Identity a synthetic analog of growth-hormone-releasing hormone (GHRH), built on the biologically active GHRH(1-29) fragment (the same fragment as sermorelin) with four amino-acid substitutions that resist DPP-4/peptidase cleavage. The DAC version adds a maleimidopropionyl group (via a lysine at position 30) that binds serum albumin, extending half-life from minutes to ~6–8 days. < 40 aa → peptide. ## Development & history - Technology licensed from University of Saskatchewan researchers (early 2000s); developed by ConjuChem Biotechnologies (Canada) on its DAC bioconjugation platform (mid-2000s), targeting GH deficiency, lipodystrophy, and muscle-wasting.
- Phase 1 (Teichman et al. 2006, JCEM): 21 healthy adults, single subcutaneous doses; sustained GH/IGF-1 elevation for up to ~14 days.
- Phase 2 in HIV-associated lipodystrophy (NCT00267527, 192 patients, 2006).
- Discontinued: the Phase 2 programme was halted after one participant's cardiovascular death. The attending physician judged it most likely due to pre-existing asymptomatic coronary disease and unrelated to CJC-1295, but development was terminated as a precaution. (Some sources also cite commercial/manufacturing reasons.)

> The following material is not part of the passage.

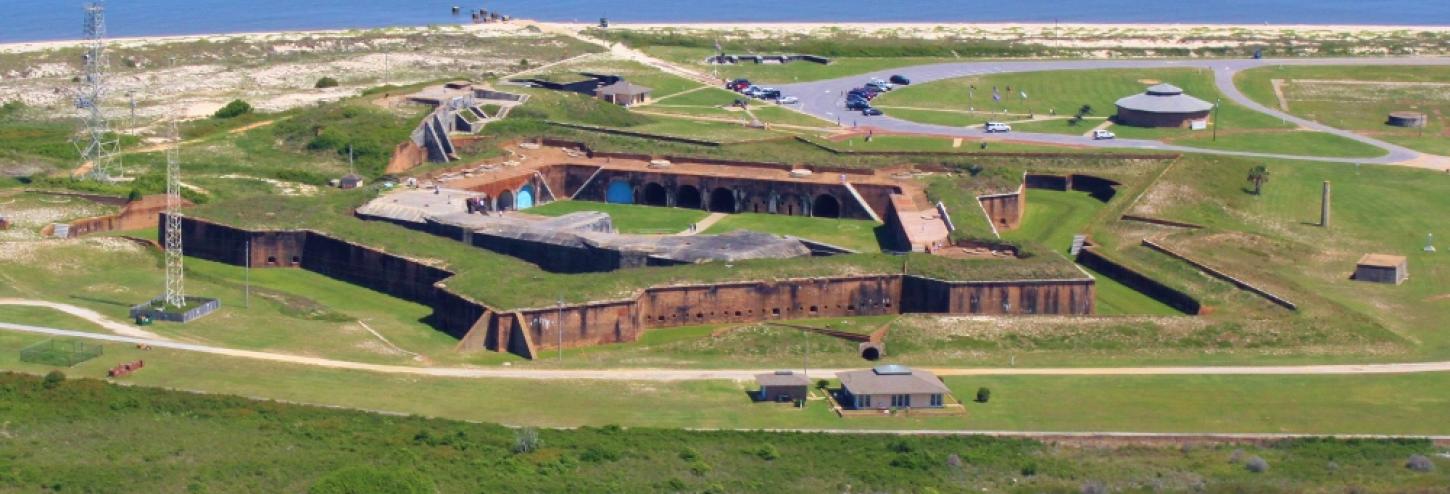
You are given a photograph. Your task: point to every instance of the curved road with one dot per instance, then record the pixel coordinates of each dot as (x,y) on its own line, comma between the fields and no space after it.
(825,100)
(719,374)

- Never FDA-approved; classified as an Investigational New Drug; has lived in research/gray-market use since. No modern Phase 2/3 registered as of 2026. ## Mechanism (as proposed) a GHRH-receptor agonist on pituitary somatotrophs → stimulates GH release → downstream IGF-1. The DAC version's albumin binding produces sustained receptor stimulation and elevated baseline GH/IGF-1 (vs the pulsatile signal of sermorelin or the no-DAC form).